The Unreasonable Speed of Rust

Rust is fast. No, not the systems language - I'm talking about rust in the sense of losing skills in programming languages when you're no longer actively working in them.

I've spent a bit of this week getting back up to speed with JavaScript. A couple of the teams I work with are going to be building a React app plus I have some personal projects on the horizon, and it's not going to be helpful for either of these if I'm spending half my time trying to drag the basics back into muscle memory.

Scary moment: I realised I'd clean forgotten about function hoisting. This is a core concept in JS, and one very easy to be bitten by if you're not defensive about scope. The details aren't that important, but essentially if you have a .js file containing something like this...

function fn() { console.log(x); }  
var x = 1;  

... it's actually treated by the interpreter as equivalent to this:

var x;  
function fn() { console.log(x); }  
x = 1;  

Now, you'd probably be careful about scope and anyway since ES2015 we've had let and const to make our code slightly less likely to do face-bendingly insane things, but the point here isn't to illustrate technical concepts in JavaScript. The point is, a mere six months after working in this thing on a daily basis I had straight up forgotten one of its more important features. The bones of it were there in cold storage, but it had drifted completely from working memory.

Rust Never Sleeps

Maybe I hit this problem more than most because I polyglot a lot: since my last commercial JS work I wrote a Java print catalogue generator for simplified and traditional Chinese, implemented most of a game map pathfinder in Squirrel, had a play with Erlang and wrote a whole 2 lines of Elixir in iex which maybe counts for something. But whether or not you're actively trying to turn your memory into a disjointed mess of languages, this is something those of us who do vaguely managerial things or even just go on holiday for long enough will hit eventually: Forgetting Stuff.

It happens quickly, and with today's enormously broad stack of tools, there's a lot to forget.

Into The Black

How do you get round this? Maybe there's a good answer, but I don't have it. However, in the absence of a good answer I think it's useful to accept this process. Stuff will drop out of working memory, and the more new stuff you take on, the more old stuff this will happen to. The way I approach it is to prioritise:

  • Decide what you really care about. Invest time in these things. Do hobby projects, practice kata, talk about them with other team members. Make sure to stay up to date too - there's nothing worse than the former expert who spends all their free time practicing C# but hasn't used any new language features since 2.0 shipped.
  • Decide what to let go. I always let Python slip, because I was only ever at best a mediocre Python programmer. The world has plenty of mediocre Python programmers, I add nothing being yet another one. Occasionally I will need to do something in Python, and I accept I'll have to spend the first 30-60 minutes of the task asking the online help a bunch of noob questions until I remember def needs a colon, and so on.

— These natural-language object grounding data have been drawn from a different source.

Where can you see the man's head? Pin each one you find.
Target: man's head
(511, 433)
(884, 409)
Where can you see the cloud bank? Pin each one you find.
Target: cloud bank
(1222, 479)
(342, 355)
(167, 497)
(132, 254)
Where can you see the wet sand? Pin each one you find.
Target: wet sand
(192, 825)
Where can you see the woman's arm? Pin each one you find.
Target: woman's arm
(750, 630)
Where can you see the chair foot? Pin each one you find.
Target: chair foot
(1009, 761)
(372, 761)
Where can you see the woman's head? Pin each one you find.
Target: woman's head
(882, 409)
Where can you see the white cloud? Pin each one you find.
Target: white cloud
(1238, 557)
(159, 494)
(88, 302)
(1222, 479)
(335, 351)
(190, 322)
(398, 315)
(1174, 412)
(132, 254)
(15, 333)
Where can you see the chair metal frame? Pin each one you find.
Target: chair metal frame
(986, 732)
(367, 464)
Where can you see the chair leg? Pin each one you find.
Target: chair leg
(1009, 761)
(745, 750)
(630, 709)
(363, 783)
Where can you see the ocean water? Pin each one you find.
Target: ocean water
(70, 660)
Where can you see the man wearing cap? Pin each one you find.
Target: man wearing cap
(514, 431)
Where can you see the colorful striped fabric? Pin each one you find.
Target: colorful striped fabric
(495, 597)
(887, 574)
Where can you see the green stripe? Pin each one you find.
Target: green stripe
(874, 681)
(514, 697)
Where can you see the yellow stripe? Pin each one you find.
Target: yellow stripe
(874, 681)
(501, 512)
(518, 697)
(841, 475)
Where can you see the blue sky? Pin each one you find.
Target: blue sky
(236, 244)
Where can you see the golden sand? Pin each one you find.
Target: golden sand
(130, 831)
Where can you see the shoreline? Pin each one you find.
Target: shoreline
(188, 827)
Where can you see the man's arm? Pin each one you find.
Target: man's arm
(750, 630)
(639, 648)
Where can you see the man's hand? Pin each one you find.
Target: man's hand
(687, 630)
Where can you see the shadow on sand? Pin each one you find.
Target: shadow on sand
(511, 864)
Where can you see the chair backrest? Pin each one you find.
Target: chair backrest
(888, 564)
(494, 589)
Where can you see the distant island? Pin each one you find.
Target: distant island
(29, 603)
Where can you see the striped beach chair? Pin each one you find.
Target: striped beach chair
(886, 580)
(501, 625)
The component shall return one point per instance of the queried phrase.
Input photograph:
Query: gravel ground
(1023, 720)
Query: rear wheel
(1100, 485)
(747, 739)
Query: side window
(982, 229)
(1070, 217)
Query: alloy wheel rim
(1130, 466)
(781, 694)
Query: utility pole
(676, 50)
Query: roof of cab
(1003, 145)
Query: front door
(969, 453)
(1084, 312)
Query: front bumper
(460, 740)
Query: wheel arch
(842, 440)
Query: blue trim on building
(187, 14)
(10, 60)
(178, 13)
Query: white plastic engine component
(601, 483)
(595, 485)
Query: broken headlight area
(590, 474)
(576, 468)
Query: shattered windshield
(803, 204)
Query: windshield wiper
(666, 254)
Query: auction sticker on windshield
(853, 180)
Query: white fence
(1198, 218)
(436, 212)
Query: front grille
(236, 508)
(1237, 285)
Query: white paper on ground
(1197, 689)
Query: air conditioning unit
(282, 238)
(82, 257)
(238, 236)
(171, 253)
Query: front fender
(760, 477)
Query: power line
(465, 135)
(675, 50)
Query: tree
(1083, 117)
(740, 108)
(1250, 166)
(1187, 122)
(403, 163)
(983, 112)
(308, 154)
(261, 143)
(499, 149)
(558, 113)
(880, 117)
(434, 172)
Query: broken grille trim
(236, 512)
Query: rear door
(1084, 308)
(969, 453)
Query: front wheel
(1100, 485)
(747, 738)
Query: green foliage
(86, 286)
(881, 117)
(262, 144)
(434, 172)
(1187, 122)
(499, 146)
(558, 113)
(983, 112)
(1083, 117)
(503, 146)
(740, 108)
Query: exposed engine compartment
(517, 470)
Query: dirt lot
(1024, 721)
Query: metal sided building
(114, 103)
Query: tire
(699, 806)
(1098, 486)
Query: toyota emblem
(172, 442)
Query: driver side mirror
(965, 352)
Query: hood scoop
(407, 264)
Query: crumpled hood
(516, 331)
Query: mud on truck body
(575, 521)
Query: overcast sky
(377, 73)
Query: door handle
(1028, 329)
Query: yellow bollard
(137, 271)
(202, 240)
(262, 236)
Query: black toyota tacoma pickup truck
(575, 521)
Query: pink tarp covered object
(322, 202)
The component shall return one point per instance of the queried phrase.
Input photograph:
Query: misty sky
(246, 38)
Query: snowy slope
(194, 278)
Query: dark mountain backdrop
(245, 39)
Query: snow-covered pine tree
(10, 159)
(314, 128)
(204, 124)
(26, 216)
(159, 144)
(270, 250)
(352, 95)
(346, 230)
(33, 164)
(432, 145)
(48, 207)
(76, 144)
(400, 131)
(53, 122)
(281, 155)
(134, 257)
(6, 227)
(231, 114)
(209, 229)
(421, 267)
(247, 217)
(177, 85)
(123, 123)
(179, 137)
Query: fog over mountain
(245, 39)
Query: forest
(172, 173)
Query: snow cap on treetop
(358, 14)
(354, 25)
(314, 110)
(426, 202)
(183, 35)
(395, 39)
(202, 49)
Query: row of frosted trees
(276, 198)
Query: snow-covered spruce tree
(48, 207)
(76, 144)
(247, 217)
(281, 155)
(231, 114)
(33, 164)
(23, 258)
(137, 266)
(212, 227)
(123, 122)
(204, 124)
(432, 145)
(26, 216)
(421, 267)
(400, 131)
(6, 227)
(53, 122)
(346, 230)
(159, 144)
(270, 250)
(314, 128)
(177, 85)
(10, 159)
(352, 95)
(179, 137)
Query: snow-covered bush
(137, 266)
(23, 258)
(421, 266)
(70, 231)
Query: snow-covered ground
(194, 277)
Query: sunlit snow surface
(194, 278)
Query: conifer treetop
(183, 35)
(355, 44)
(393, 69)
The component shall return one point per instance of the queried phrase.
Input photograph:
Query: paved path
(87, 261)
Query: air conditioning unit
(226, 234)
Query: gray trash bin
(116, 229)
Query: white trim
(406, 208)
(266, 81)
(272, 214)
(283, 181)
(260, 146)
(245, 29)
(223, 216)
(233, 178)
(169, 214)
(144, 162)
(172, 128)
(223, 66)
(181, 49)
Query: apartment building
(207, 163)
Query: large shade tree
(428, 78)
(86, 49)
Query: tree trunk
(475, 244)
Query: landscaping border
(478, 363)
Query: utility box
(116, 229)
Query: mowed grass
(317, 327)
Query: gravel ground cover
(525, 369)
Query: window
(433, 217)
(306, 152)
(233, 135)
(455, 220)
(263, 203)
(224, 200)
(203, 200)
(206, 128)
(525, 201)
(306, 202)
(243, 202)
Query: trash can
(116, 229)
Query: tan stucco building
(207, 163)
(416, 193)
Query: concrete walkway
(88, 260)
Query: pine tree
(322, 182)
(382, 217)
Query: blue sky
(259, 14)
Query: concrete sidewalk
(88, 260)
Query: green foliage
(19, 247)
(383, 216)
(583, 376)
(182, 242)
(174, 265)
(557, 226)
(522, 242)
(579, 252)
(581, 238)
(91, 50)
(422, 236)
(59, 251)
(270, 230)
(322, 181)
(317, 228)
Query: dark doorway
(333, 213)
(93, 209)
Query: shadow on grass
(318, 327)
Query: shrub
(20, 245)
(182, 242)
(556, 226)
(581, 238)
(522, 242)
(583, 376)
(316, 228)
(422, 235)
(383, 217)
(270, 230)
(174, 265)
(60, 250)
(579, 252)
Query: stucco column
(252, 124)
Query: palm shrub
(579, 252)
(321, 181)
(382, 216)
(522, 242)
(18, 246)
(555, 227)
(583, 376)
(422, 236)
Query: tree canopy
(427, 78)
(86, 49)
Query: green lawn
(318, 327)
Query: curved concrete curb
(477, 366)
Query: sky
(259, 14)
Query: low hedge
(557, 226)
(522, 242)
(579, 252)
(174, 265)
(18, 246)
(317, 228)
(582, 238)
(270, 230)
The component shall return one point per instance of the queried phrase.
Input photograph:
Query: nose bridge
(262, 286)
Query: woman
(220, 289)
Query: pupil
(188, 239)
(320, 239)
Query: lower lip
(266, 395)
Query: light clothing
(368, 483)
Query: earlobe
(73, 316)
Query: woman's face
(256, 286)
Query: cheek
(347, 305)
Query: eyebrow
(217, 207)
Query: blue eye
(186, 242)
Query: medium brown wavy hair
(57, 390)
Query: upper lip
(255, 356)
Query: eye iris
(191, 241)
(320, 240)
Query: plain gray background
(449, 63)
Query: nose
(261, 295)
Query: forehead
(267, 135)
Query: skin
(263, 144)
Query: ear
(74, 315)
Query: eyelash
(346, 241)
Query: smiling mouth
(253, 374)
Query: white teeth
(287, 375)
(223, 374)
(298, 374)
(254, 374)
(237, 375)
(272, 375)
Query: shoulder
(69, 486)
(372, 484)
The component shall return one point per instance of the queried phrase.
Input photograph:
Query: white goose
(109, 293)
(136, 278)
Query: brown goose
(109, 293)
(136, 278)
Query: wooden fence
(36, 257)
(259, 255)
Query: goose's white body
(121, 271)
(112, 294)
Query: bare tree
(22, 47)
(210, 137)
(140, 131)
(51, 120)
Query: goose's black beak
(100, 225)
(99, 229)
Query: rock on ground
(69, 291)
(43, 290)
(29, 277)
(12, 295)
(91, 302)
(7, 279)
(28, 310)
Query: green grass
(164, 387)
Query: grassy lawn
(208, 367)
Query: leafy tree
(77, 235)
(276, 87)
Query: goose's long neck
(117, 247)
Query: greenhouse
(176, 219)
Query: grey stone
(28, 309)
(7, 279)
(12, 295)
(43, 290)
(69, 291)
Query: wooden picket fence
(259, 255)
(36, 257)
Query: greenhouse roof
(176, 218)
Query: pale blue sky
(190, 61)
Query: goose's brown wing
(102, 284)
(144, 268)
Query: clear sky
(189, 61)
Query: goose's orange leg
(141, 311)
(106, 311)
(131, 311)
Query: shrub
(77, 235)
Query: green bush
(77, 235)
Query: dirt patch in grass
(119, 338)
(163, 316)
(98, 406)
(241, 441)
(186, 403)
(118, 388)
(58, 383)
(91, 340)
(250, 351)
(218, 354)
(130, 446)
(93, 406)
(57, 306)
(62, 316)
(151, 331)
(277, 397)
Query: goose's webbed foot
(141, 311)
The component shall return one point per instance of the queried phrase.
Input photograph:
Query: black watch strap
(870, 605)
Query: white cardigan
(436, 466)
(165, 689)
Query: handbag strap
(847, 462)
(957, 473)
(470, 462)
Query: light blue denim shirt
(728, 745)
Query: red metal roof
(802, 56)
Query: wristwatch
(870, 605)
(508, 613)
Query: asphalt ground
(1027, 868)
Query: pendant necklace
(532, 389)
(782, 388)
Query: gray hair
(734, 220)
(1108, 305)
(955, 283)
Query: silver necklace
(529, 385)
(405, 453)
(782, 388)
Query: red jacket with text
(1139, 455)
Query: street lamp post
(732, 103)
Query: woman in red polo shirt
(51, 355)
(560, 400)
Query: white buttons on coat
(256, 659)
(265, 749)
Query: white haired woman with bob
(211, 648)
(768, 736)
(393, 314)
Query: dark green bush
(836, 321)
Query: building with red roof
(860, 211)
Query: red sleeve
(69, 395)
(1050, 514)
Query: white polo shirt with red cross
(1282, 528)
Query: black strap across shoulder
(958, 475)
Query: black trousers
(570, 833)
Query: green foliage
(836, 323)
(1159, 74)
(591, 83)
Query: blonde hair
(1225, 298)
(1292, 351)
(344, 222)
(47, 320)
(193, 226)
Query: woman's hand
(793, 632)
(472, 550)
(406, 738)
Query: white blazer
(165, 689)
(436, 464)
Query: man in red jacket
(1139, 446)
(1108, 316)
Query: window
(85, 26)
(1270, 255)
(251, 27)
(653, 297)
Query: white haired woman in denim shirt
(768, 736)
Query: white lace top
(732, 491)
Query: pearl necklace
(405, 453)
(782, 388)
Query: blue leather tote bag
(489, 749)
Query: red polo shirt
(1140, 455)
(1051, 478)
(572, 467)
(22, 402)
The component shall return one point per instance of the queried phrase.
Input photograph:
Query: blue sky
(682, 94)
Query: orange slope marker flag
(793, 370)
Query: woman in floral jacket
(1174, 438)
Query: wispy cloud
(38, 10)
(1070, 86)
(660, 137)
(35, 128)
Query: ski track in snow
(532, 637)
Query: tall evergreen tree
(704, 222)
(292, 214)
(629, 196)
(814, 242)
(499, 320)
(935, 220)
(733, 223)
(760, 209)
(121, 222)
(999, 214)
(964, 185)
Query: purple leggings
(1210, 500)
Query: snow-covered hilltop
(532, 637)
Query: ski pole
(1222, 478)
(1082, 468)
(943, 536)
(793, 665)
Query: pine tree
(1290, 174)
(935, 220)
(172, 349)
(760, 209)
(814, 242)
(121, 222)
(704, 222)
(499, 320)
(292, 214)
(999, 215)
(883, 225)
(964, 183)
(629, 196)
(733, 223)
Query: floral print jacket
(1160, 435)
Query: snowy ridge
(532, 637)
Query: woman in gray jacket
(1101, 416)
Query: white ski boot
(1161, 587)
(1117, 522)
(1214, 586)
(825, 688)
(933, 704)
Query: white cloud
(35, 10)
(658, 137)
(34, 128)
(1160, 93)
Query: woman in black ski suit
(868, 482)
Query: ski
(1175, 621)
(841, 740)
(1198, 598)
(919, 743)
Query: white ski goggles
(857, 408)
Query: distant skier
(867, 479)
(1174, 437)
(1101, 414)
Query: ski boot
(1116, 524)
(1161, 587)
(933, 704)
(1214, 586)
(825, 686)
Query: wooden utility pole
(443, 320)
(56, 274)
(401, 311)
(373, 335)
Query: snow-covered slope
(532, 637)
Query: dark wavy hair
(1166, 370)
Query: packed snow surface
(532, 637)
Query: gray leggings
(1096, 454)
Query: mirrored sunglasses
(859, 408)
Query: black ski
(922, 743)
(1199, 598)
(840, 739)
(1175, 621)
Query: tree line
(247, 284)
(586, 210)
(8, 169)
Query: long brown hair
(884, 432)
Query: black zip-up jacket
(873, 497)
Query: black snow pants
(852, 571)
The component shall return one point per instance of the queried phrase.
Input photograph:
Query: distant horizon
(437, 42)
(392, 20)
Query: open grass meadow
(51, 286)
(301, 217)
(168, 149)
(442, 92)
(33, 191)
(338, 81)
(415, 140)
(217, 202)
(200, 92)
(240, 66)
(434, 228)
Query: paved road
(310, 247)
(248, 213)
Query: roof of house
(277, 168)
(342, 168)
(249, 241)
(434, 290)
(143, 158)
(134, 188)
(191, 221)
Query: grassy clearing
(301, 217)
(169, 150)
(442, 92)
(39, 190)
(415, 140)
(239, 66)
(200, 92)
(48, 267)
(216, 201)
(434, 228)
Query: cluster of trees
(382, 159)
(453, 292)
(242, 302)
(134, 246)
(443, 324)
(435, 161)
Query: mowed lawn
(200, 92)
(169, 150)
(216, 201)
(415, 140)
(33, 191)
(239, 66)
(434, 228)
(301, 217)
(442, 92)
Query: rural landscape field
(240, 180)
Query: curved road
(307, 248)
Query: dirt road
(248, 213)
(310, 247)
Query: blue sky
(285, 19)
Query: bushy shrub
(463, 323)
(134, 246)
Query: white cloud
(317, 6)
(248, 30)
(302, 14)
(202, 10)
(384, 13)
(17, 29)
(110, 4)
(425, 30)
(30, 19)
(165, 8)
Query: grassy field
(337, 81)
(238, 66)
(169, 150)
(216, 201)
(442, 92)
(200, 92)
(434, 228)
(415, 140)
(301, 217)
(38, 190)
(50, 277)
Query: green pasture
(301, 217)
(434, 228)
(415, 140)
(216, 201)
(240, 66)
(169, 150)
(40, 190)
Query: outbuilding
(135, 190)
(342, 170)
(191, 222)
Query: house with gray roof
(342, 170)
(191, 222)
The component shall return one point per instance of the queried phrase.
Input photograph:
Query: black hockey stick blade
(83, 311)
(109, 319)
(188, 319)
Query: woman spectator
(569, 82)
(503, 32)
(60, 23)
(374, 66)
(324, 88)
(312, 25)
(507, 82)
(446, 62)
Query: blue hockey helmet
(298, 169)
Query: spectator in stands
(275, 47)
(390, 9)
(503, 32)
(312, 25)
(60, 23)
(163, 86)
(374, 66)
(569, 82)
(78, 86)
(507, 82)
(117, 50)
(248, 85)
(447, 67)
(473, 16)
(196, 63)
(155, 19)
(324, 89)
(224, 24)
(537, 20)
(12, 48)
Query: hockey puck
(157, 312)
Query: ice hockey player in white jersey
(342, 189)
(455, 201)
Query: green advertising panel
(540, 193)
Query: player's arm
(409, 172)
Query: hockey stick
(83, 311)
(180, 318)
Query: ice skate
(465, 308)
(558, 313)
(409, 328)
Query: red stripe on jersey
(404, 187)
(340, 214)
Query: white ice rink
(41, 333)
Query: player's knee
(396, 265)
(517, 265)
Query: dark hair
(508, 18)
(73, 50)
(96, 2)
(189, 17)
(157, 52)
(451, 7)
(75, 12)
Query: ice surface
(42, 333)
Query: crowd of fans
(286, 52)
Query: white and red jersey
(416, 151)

These are the extremes, and between this is probably a whole bunch of stuff where you're happy to invest some time, and might seek out a bit of pair programming if you haven't used it in a while, but you're not going to be top kyu on Codewars any time soon. Just be aware of where things sit, and don't let them accidentally fall into the "let it slip" category when you don't want them there.

Sail Away

Closing out, here's a list of some of the things I find helpful in retaining existing knowledge, rather than learning new:

  • Codewars/HackerRank: I love these, but they also come with a cautionary note: I find they tend to encourage code golf and clever solutions over well-structured, maintainable approaches. They're great for practicing problem-solving, but be aware these solutions aren't complete systems.
  • Writing simple apps from memory without using documentation: Can you write an Express "Hello World" without resorting to StackOverflow or your bookshelf even once? I like this one as it can be quite affirming to realise how much you do actually know, or can figure out. Hard mode: do this in a text editor without auto-completion.
  • Open Source: Not only contributing, I find it instructive to take a project and read through the source, especially if there's something I'm trying to find out.
  • Discussion: Merely talking helps. One of the things I like doing is setting a challenge in a team chat - "find as many ways as possible of generating a sequence without using a for loop". This scales well as the entire team usually learn something. For anyone more on the managerial or architectural track, spend time outside the ivory tower talking about code (but resist the temptation to interfere or micromanage!).
  • Pomodoro: This is more a complement to the others. One of the problems I have with keeping current is I can spend too much time - a short refresher can become an entire evening of coding and I find that discovering joy in the ... spread operator has resulted in it getting to 11pm with the dogs unwalked, the dishes unwashed and the spare room still needing painting. Setting a timer helps, especially if you're trying to cover multiple things in a session.

Do you have a favoured technique for combating the surprisingly fast creep of rust? I'd be interested to hear it.